BERKELEY, Cailf. (KGO) -- Did you know that the world's largest bell was made in Russia? Ironically, it cracked before it could be heard.
Now UC Berkeley has replicated the sound that the 200-ton bell was intended to make. Sound engineers and researchers brought the imaginary bell to campus on Friday.
It's the sound millions of Russians have imagined but have never heard. The frequency was so low that it makes your body tremble.
"It's like a really low base and it's more like a rumble," UC Berkeley Professor Greg Niemeyer said.
Niemeyer made it his project to recreate the sound of the Tsar Bell built in 1735, commissioned by Anna of Russia.
Taking a mathematical approach, Niemeyer calculated the thickness, shape, movement and the materials used to make the bell.
Olya Dubatova gave a historical prospective of the bells in her native Russia. "Bells have always been important in Russian culture," she said. "And they brought people together, they brought communities together, they alerted people, they had so many different functions."

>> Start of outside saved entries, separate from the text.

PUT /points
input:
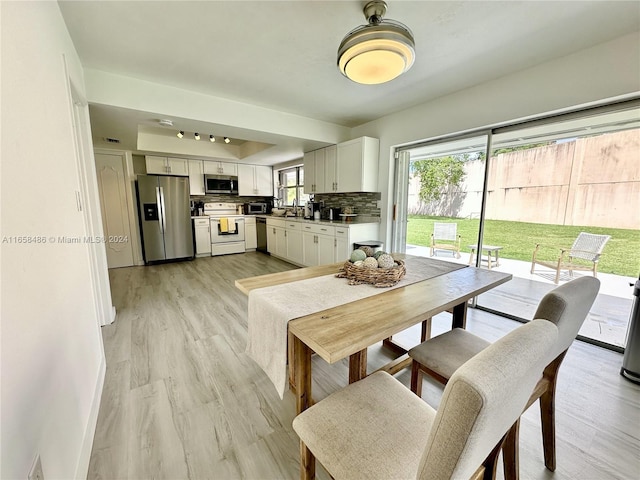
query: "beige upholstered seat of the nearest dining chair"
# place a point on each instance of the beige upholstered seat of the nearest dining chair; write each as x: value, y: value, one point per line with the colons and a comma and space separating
x: 360, y: 427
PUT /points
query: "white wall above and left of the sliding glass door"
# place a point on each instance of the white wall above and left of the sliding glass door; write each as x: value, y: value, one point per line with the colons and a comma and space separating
x: 590, y: 76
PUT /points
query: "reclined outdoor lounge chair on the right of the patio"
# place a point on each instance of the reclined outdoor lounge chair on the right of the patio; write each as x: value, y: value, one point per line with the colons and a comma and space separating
x: 583, y: 255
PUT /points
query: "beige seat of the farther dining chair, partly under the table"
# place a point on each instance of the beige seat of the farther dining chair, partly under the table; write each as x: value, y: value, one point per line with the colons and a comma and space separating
x: 446, y: 353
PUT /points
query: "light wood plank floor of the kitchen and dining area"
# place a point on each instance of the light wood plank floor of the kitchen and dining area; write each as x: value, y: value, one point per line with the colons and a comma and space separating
x: 182, y: 401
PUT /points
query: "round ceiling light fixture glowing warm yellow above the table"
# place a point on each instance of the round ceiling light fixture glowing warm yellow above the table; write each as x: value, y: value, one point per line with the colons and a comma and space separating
x: 377, y: 52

Most of the bells were destroyed under Communist rule because they were considered a religious artifact.
Ironically, the Tsar Bell survived because it had been damaged shortly after it was cast.
"There was a fire when the bell was still underground. The workers there were worried the bell would somehow melt. But they cooled it off with water and cooling it off with water actually made it crack," Niemeyer said.
Today the bell lives outside the Kremlin for all to see but not hear.
The width of the Tsar Bell is 22 feet, the height is 20 feet. It weighs more than 200 tons. If it were here, it would fit nicely within this space.
Trusses hold the big speakers used to bring the imaginary bell to life. On Friday at midday, its low pitch joined in with the sounds of the 23 bells from the Campanile as if to say, "From Russia with love."